PAIXÃO. A corrida de rua chegou a Santa Maria, efetivamente, com um circuitinho, na mesma época em que o Bradesco começou com o vôlei. Eram os anos 80. Conseguiam reunir 20 ou 30 pessoas nos eventos. "Fiz algumas provas no interior e em Porto Alegre, à medida que foram surgindo. Até que um belo dia criaram a Volta de Santa Maria, que acontece no aniversário da cidade, em maio. Eu me preparava especialmente para a prova, e foram alguns anos assim. Nessa época, saí um pouco da questão só terapêutica que a corrida sempre foi para mim, e comecei a fazer tiros, treinos longos, correr para diminuir tempo mesmo. Mas aquilo não era para mim", disse Beltrame, que chegou a correr pela universidade, onde cursou Direito. Mas os circuitos fechados em pista, com duas ou três voltas, não eram para ele – sua paixão já era a corrida de rua.

Depois da faculdade, com a batalha pela vaga em concursos públicos, chegou a perder um pouco da regularidade na corrida. Na sequência, veio o trabalho e, com ele, uma nova paixão, a investigação policial, que tomou boa parte do seu tempo. A corrida ficou relegada ao segundo plano. Mas nas missões da Polícia Federal, quase todas voltadas para o combate ao narcotráfico, volta e meia o delegado Mariano encontrava um tempinho para explorar uns bons quilômetros de chão de lugares como Mato Grosso, Recife, Roraima e até no Paraguai. Quando chegou ao Rio de Janeiro, há pouco mais de sete anos, com a missão de enfrentar, como nenhum outro secretário de Segurança tinha feito até então, a criminalidade carioca, teve uma grata surpresa.
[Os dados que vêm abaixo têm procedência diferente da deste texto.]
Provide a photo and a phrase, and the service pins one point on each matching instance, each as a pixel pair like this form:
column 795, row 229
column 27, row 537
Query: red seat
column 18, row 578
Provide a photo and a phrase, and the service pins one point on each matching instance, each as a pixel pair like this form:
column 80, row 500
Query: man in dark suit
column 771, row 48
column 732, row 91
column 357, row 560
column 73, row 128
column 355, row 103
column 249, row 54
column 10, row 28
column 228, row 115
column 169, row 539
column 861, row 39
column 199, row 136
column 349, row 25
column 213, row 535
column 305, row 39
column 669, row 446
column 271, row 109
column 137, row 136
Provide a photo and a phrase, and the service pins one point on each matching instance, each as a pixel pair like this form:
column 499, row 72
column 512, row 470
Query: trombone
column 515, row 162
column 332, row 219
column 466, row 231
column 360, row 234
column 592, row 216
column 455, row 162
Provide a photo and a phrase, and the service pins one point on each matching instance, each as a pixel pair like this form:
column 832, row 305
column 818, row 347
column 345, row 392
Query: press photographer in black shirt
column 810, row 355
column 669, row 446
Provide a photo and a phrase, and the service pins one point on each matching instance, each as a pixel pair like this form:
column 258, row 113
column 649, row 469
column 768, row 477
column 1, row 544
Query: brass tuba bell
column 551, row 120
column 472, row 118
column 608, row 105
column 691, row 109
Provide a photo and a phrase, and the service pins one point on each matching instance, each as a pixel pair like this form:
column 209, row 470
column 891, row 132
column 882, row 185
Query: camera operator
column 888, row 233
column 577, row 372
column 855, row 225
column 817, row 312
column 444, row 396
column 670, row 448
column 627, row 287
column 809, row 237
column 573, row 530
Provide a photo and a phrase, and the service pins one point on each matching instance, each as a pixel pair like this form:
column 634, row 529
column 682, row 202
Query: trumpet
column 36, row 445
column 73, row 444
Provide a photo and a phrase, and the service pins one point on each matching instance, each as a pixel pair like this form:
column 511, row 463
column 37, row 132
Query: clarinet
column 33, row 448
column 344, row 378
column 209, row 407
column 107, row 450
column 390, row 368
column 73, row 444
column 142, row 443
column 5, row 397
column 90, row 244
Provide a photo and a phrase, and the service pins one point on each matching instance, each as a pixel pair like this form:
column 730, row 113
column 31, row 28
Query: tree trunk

"Aqui no Rio, tive uma sensação muito bacana. Minha primeira corrida na cidade foi em um desses circuitos grandes, que reúnem milhares de pessoas num domingo de manhã no Aterro, um monte de gente correndo sem preocupação nenhuma, sem competição, com carrinho de bebê, param, tiram foto. Nunca tive espírito competitivo para correr. Eu gosto de correr, é um negócio até meio espiritual. Corro quando dá, quanto tempo dá. Corria 70 km por semana quando era jovem. Tive que parar por causa de uma hérnia de disco lombar. Meu problema é nas vértebras L4 e L5. Mas eu consegui acomodar minha coluna, conversamos bastante, eu e ela (risos). Fiz a Meia-Maratona do Rio e, com alguns reflexos, terminamos a prova em paz, eu e minha coluna, em 2h14 e uns quebrados", lembra o secretário.

 

21 KM DE NOVO. Isso foi no ano passado. Correr, segundo o secretário, até que foi fácil. Complicado mesmo foi montar a logística para o período de treinamento. Beltrame tem um grupo de pelo menos nove seguranças que o acompanham em lugares públicos, até nas horas de folga e de lazer. Não teve outro jeito. Botou o povo para correr. Era complicado, porque ninguém corria naquele volume, e, muito menos, daquele jeito. Dormindo tarde e acordando cedo, o secretário precisou improvisar para ganhar condicionamento novamente e conseguir completar os 21 km sem colocar em risco sua saúde. Por isso, era comum que se metesse nos tênis e calção por volta das dez da noite ou às seis da manhã no meio da semana, na Lagoa ou na orla, e, nos fins de semana, encarasse o sol do meio-dia, na areia, para uns 10 ou 12 km. Sempre acompanhado dos seguranças, que acabaram entrando em forma.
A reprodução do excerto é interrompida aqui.